Our illusion of the past arises
because each Now contains objects that appear as “records” in Barbour’s
language. “The only evidence you have of last week is your memory. But memory
comes from a stable structure of neurons in your brain now. The only evidence
we have of the Earth’s past is rocks and fossils. But these are just stable
structures in the form of an arrangement of minerals we examine in the present.
The point is, all we have are these records and you only have them in this
Now.”
Time, in this view, is not something
that exists apart from the universe. There is no clock ticking outside the
cosmos. Most of us tend to think of time the way Newton did: “Absolute, true
and mathematical time, of itself, and from its own nature, flows equably,
without regard to anything external.” But as Einstein proved, time is part of
the fabric of the universe. Contrary to what Newton believed, our ordinary
clocks don’t measure something that’s independent of the universe.

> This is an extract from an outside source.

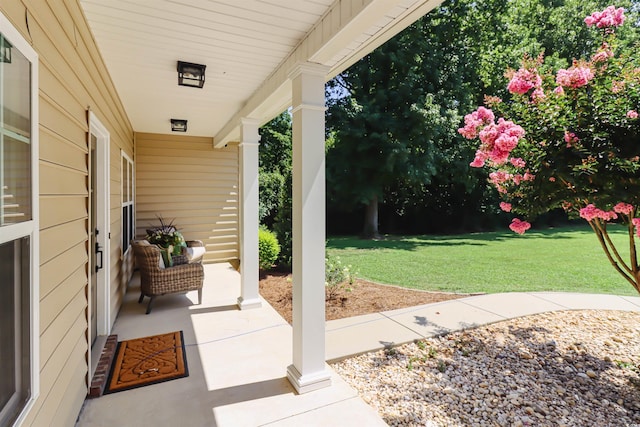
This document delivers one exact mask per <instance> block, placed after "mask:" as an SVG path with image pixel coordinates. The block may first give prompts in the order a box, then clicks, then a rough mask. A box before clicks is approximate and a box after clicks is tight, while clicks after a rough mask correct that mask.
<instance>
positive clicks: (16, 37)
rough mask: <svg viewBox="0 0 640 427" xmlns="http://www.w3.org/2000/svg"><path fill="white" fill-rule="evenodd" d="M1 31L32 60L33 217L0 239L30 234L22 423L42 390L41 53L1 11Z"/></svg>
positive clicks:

The word “Mechanics” used in the
term “Quantum Mechanics” indicates a machine like predictable, buildable,
knowable thing. The Quantum Universe in which we live, whether we want to
accept it or not, may seem on the surface to be mechanical and linear but it is
not. It is probably better described as an infinite multitude of possible
linear actions. If we must give this still mystical process a name lets call it
“Quantum Ecology” rather than “Quantum Mechanics” because it is built from
within it’s self. Everything comes out of the invisible in the same way as any
living organism does.
In quantum mechanics all particles
of matter and energy can also be described as waves. And waves have an unusual
property: An infinite number of them can exist in the same location. If time
and space are one day shown to consist of quanta, the quanta could all exist
piled together in a single dimensionless point.

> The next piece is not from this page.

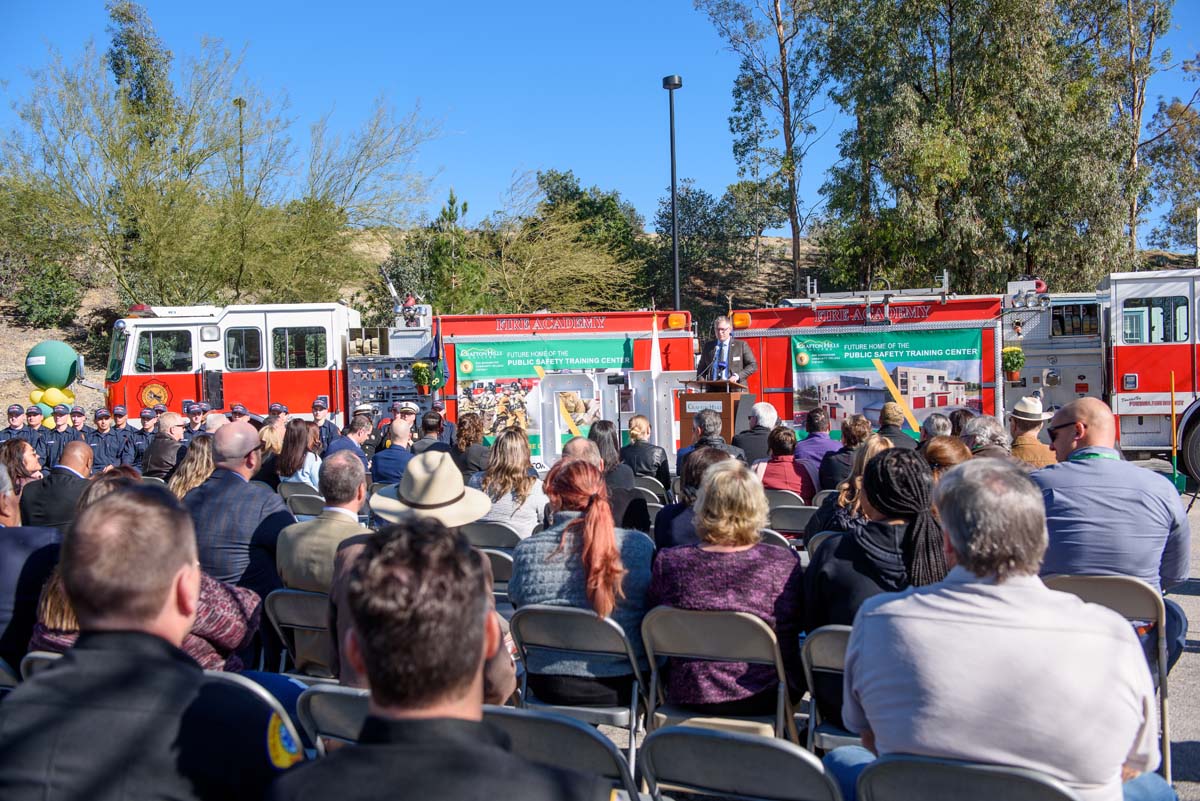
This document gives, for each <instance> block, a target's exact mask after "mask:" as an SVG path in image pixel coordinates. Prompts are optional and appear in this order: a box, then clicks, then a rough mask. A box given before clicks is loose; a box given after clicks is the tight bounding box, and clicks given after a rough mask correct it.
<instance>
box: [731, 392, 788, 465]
mask: <svg viewBox="0 0 1200 801" xmlns="http://www.w3.org/2000/svg"><path fill="white" fill-rule="evenodd" d="M778 422H779V412H778V411H775V406H773V405H770V404H769V403H756V404H754V405H752V406H751V411H750V428H748V429H745V430H742V432H738V433H737V434H736V435H734V436H733V446H734V447H740V448H742V451H743V452H745V454H746V463H749V464H754V463H755V462H760V460H762V459H768V458H770V448H769V447H768V446H767V436H768V435H769V434H770V429H772V428H774V427H775V424H776V423H778Z"/></svg>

The current predominant world
paradigm is that if a thing can not be explained, detailed, analysed and
documented by linear scientific thought processes then it’s mumbo jumbo. If you
have a spiritual explanation for human existence then your crazy, you’re in
dream land. The scientific mindset says everything in the universe must be
capable of explanation either now or at some point in the future by scientific
analytic methods alone. Science says “In the absence of scientific proof it’s
not worth the time discussing. If it can not be put in a box with a label then
forget it. Go figure out what box you can put it in, label it, then come back
to us and we’ll see if we agree”. Can you see the limitations that this puts on
human development?
Quantum particle behavior can not be explained in terms of science alone, that is to say, it can not be explained in terms of the mind because the mind by it’s nature functions on the basis that reality consists of things, things that can be broken down into individual bits of information and explained in a linear mechanical fashion. To realise how flawed this mindset is you must first accept that this is a relative world in which we live and on the conscious level we interact with other human beings and the rest of the universe in a linear fashion. This is the nature of the mind. We must go beyond the mind to access the answers
According to physics, your life is
described by a series of slices of your worm – you as a baby, you as you ate
breakfast this morning, you as you started reading this sentence and so on,
with each slice existing motionless in its respective time. We generate time’s
flow by thinking that the same self that ate breakfast this morning also
started reading this sentence.
So do we really need to mourn time’s
passing? Einstein, for one, drew solace from the view of the timeless universe
he had helped to create, consoling the family of a recently deceased friend:
“Now he has departed from this strange world a little ahead of me. That means
nothing. People like us, who believe in physics, know that the distinction
between past, present and future is only a stubbornly persistent illusion.”